El relato de Manuel Carrasco sobre la dureza de su infancia por el arriesgado trabajo de su padre: "No se me olvidará nunca los lamentos de esas mujeres en el silencio de la noche"
Manuel Carrasco abre la caja de los recuerdos de su complicada infancia en 'Lo de Évole' y narra cómo era cada vez que su padre se marchaba al mar a trabajar
Manuel Carrasco y el desgarrador relato de su infancia en medio de un barrio humilde
Publicado el
2 min lectura
Este domingo, Manuel Carrasco se convertía en el protagonista de la primera entrega de 'Lo de Évole' este 2026. Inicio de temporada por todo lo alto, con una de las voces en español más importantes de la mejor variedad musical que escuchas en CADENA 100. Un tipo que ha sido capaz de vender un millón de entradas con sus 'shows' y que, el próximo junio, ofrecerá cuatro noches en La Cartuja de Sevilla en una vuelta de tuerca a todo lo que ha hecho hasta ahora en sus directos y como autohomenaje a esos diez años que hace de su primer concierto en un estadio.
No hay dudas de que es una de esas figuras imprescindibles dentro del pop nacional tras más de dos décadas en las que ha habido de todo. Pero él, que proviene de un entorno humilde, ha sabido manejarlo todo con pericia. De hecho, sobre esos orígenes, hablaba en la entrevista que se emitía anoche en el 'prime time' de LaSexta. Se explayaba y contaba las dificultades en medio de las que creció.
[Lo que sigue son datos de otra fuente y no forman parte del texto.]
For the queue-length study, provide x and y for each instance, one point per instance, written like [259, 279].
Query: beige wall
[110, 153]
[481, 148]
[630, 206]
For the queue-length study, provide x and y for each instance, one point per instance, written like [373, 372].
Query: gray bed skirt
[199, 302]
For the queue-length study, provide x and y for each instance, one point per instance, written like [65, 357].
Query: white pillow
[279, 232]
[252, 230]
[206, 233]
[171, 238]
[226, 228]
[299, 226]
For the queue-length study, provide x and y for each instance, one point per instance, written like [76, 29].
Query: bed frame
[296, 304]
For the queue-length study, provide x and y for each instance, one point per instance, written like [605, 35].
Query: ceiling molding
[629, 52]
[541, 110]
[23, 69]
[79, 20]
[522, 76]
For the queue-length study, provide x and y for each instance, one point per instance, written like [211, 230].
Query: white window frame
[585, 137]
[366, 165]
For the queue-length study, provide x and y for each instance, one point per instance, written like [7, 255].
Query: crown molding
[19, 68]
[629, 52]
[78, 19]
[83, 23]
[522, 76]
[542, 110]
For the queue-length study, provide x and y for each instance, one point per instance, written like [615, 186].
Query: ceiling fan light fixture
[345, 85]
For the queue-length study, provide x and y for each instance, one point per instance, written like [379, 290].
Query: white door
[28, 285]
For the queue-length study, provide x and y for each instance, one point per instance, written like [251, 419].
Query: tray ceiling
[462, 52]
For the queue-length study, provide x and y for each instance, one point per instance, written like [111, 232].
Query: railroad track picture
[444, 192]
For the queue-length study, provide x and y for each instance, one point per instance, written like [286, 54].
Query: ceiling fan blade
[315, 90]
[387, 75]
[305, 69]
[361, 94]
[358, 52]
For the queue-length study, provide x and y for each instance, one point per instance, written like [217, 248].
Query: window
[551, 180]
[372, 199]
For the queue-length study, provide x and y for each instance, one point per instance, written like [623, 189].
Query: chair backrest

"En casa había muy poco, yo me crié en un patio de vecinos, en una habitación los siete, y nos tocó una vivienda de protección oficial", comenzaba su relato antes de dar detalles de cómo fue la transacción para poder hacerse con esa vivienda: "Mi padre pidió fiado a la tienda donde compraba la comida y así compramos el piso, que tenía 60 metros para siete personas. Le dijo: 'No te voy a pagar la compra durante dos meses para dar esta entrada'. Y allí que pudimos ir. Teníamos literas". Manuel se acuerda de los detalles de esos primeros años de su vida que tiene grabados a fuego en la memoria.
Incluidos los que tienen que ver con ese barrio de la onubense Isla Cristina donde creció. "Todo el mundo veníamos de marineros, mariscadores, buscavidas… en los años 80 y 90...", explica antes de lanzar una frase rotunda: "Había de todo allí, la droga que había". Carrasco prosigue con ese relato que nos ayuda a entender cómo fueron los primeros años de su vida: "Vivíamos allí porque no había otra cosa, y con los estudios nosotros siempre decíamos que eso era 'para los hijos de los maestros'"
La dureza del oficio de su padre
El artista, con un velo de tristeza, reconocía que, asumir todo aquello, "era como una derrota anticipada, que yo siempre he intentado luchar contra eso". La escasez familiar les llevaba, además, a pedir ayudas públicas, incluso, para poder subsistir en en sentido más estricto de la palabra: "Nosotros íbamos al comedor del colegio, que también nos subvencionaba el ayuntamiento, porque éramos muchos y era difícil".
Y no era más sencillo ese oficio de su padre, que se echaba al mar, en medio de un barrio en el que se respiraban esas tragedias de cuando un barco era engullido por el agua. "Él estaba unos 20 días fuera de casa, en Marruecos, era una cosa que estaba muy...", se cortaba el cantante antes de poner en valor el papel que tenía su madre en medio de este escenario: "No paraba, llevaba todo para adelante. Se quedaba con cinco en casa. Ella trabajaba en la fresa y siempre ha sido la capitana de la casa. Ella no ha visto una película entera. Estaba inquieta...".
Es entonces cuando lanza el zarpazo emocional en medio del que se instalaba cada día que su padre no estaba en casa: "Yo sufría con el oficio de mi padre muchísimo. Cada cierto tiempo había un naufragio allí y había gente que moría en la mar. En mi bloque murió un hombre y en el de enfrente otro. No se me olvidará nunca los lamentos de esas mujeres de los gritos de dolor en el silencio de la noche, que ni el viento tapaba eso. Tenía miedo de que a mí padre también le pasara".